Probability of two people meeting in a given square grid.
Amy will walk south and east along the grid of streets shown. At the same time and at the same pace, Binh will walk north and west. The two people are walking in the same speed. What is the probability that they will meet?
I tried using Pascal's triangle but I have no idea how to proceed.
Here's one possible way that Amy and Binh can meet:
Together, the red and blue path make up a path from point $A$ to point $B$. There are $\binom{10}{5} = \frac{10!}{5!\,5!}$ such paths, because each path consists of $5$ vertical steps and $5$ horizontal steps, and there are $\binom{10}{5}$ ways to choose which steps are vertical.
There are $2^{5+5}$ ways to choose which $5$ steps Amy takes, and which $5$ steps Binh takes. Of them, $\binom{10}{5}$ result in them meeting. So the probability is $\binom{10}{5}/2^{10} = \frac{252}{1024} = \frac{63}{256}.$
It's first worth noting that the number of ways to make $Y$ moves vertically and $X$ moves horizontally is $\binom{X+Y}{Y}$ (think of it like writing $X+Y$ move-slots and choosing $Y$ of them to be vertical movements, which means the rest are horizontal).

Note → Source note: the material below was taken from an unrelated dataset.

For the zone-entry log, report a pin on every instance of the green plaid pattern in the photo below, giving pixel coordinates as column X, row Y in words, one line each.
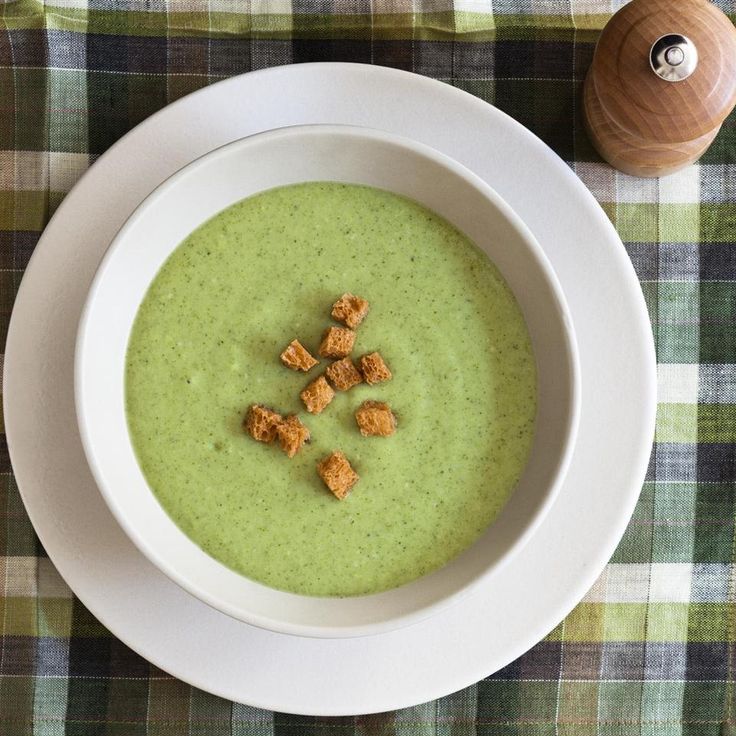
column 651, row 650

Amy and Binh must make $10$ moves each, which means they can only meet after $5$ moves.
Assuming they meet: If Amy makes $Y$ moves down and $X$ moves to the right (cumulatively), Binh must make $X$ moves up and $Y$ moves to the left (cumulatively). There are $\binom{X+Y}{Y}^2 = \binom{5}{Y}^2$ ways for both people to arrive at such a meeting point.
This value is the numerator of our probability, and the denominator is the total number of possible paths after $5$ moves, which is $2^5$ per person. Over all $Y$, we have:
$$P = \sum_{Y=0}^{5} \frac{\binom{5}{Y}^2}{(2^5)^2} = \frac{63}{256}$$